First, this pattern in performance impacts (consistent levels of 0% availability and 100% packet loss) does not match the patterns we’ve typically seen in outages caused by DDoS attacks. In past DDoS attacks, we have generally seen that packet loss and availability issues do not immediately peak but rather increase over time, and we have also seen that these performance impacts are extremely volatile and variable over the course of a DDoS attack.
There is also additional evidence against a DDoS attack in the above Path Visualization (Figure 2). Notice that the traffic is terminating within the AWS US-East infrastructure, rather than terminating at peering connections with other networks. The latter is a symptom that would be more indicative of a DDoS attack.

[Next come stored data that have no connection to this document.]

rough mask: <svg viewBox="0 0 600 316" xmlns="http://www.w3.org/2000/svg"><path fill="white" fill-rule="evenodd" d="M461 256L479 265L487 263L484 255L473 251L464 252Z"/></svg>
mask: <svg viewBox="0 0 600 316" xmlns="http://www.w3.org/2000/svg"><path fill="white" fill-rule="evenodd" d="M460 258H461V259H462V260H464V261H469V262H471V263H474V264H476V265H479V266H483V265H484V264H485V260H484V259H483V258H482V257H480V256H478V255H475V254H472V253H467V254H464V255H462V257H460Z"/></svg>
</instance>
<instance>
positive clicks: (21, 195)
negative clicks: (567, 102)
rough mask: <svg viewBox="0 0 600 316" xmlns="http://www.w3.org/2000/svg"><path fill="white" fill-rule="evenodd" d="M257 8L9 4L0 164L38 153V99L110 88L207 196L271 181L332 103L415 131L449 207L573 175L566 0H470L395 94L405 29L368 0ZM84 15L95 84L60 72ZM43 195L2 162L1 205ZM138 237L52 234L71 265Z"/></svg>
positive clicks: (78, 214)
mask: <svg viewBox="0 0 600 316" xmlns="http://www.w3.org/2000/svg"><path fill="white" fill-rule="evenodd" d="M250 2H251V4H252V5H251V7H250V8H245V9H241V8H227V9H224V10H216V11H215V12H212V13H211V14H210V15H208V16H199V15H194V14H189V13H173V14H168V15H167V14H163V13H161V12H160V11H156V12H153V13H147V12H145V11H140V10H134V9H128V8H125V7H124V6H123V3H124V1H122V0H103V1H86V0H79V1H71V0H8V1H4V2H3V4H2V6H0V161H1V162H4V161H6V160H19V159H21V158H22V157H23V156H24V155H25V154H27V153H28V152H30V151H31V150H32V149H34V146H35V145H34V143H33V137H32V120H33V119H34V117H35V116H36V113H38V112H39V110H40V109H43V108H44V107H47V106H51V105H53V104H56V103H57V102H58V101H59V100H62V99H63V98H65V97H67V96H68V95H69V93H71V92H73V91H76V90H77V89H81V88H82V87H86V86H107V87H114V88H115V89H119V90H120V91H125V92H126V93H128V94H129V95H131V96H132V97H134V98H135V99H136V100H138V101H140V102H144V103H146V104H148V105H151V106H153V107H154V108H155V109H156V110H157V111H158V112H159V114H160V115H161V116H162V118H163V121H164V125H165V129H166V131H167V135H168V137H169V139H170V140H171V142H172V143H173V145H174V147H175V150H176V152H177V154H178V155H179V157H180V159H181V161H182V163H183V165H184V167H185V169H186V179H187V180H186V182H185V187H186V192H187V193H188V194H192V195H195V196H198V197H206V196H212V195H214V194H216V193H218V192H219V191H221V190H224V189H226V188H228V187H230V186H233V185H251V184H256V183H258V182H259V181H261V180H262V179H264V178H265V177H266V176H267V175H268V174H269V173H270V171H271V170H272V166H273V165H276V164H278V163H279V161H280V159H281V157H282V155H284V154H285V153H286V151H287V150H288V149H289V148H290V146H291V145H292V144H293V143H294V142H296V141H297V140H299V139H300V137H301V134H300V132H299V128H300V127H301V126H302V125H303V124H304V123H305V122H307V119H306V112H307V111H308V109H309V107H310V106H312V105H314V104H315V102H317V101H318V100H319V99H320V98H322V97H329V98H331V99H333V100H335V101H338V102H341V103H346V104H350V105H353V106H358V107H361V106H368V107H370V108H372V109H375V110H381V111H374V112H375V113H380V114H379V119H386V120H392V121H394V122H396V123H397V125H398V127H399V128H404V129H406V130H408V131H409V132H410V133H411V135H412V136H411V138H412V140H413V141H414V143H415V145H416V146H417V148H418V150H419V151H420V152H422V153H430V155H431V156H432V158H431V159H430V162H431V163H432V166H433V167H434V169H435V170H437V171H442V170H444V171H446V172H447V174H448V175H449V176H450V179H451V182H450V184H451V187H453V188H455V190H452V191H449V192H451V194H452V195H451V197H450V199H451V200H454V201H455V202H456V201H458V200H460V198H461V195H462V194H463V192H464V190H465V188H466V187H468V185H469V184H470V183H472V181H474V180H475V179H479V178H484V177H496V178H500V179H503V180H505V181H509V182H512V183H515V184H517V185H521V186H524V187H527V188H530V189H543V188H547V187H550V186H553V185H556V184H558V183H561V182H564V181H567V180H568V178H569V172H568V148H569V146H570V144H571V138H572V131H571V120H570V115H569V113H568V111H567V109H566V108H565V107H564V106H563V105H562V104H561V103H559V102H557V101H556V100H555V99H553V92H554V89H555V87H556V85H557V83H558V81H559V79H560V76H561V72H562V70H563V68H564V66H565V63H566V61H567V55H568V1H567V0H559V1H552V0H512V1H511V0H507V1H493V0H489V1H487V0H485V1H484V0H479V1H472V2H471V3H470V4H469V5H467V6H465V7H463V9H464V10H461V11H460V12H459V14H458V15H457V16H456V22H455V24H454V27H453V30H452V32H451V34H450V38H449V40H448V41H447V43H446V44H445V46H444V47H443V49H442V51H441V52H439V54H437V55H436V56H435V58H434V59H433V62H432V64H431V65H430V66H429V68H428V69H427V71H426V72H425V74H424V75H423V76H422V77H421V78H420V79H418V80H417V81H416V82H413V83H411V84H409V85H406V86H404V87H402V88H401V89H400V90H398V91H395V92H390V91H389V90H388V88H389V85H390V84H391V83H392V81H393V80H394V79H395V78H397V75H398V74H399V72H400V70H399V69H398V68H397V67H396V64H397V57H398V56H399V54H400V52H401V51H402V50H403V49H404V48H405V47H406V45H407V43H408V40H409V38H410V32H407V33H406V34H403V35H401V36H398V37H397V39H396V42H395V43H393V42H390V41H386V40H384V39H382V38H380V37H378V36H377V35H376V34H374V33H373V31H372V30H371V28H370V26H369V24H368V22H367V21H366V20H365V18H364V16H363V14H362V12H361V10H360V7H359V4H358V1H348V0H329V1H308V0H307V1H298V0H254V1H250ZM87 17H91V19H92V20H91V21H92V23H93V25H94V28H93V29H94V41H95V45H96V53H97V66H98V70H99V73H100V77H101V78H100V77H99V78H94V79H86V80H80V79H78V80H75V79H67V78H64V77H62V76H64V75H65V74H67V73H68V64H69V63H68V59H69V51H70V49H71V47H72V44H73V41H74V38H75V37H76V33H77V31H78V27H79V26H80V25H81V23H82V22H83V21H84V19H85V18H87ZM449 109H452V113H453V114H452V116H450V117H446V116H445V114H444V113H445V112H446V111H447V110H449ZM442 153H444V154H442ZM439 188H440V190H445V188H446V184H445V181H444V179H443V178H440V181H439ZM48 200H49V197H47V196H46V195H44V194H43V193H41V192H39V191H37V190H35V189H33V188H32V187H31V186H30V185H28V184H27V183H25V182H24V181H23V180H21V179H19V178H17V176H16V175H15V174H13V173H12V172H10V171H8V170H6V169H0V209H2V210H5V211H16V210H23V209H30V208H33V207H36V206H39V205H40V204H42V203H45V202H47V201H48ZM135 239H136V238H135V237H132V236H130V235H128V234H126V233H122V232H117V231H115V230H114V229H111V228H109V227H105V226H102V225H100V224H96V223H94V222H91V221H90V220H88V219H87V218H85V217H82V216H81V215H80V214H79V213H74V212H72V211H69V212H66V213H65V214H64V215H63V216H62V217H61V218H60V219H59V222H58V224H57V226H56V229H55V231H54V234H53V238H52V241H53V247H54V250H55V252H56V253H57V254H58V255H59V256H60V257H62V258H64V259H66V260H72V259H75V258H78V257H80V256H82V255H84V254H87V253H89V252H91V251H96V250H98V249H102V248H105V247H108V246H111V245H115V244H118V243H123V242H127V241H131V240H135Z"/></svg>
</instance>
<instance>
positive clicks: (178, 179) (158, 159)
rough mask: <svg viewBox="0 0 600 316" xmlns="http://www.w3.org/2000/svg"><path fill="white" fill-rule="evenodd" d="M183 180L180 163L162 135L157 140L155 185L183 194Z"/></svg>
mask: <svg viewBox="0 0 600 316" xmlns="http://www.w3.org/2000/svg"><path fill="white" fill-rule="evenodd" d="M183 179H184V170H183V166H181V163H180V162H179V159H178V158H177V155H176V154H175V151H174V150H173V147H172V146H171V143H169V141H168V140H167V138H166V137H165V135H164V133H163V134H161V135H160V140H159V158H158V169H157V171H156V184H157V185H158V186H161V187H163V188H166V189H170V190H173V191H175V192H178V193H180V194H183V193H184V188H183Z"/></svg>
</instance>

In addition, since AWS does their own DDoS mitigation (AWS Shield), we wouldn’t expect (and don’t see) any notable route changes or the appearance of DDoS mitigation vendors.
A Data Center Outage?
AWS S3 is an object storage service that stores files such as music, images, documents or text. It has multiple regions around the world, each comprised of multiple data centers. Because the impact of the outage was on only one region, US-East in Northern Virginia, and because it impacted the entire service in the region across multiple data centers, it is unlikely that a facility-specific issue such as a power outage or device failure was the root cause.
The Likeliest Root Cause
Because of the immediacy of the performance impacts, the root cause of the S3 outage looks much more likely to be an internal network issue. It could be an internal misconfiguration or infrastructure failure, with symptoms that manifest themselves on the network layer.
Today’s AWS S3 outage is yet another reminder of the importance of being aware of dependencies within your own service and other business-critical applications. Keep in mind that these dependencies can be as public as an ISP or content delivery network, or as concealed as a backend data storage solution. Think through every piece of how important applications are delivered, and fortify your infrastructure with redundancy that you’ll be thankful for on days like this.
The data presented in this post can be collected through HTTP Server Tests, available through a free ThousandEyes Lite account. Sign up today to ensure that critical services, hosted on AWS or elsewhere, are as resilient as you expect.
Update (March 3, 2017): The AWS S3 team published a post mortem summarizing what caused the outage, stating that they mistakenly took more servers than intended offline. The various S3 subsystems then required a full restart, during which S3 was unable to service requests. Our analysis was in line with what Amazon reported — the problem indeed turned out to be an internal mistake that manifested itself as symptoms on the network layer (100% packet loss, as no TCP connections were able to be made) and application layer (0% availability).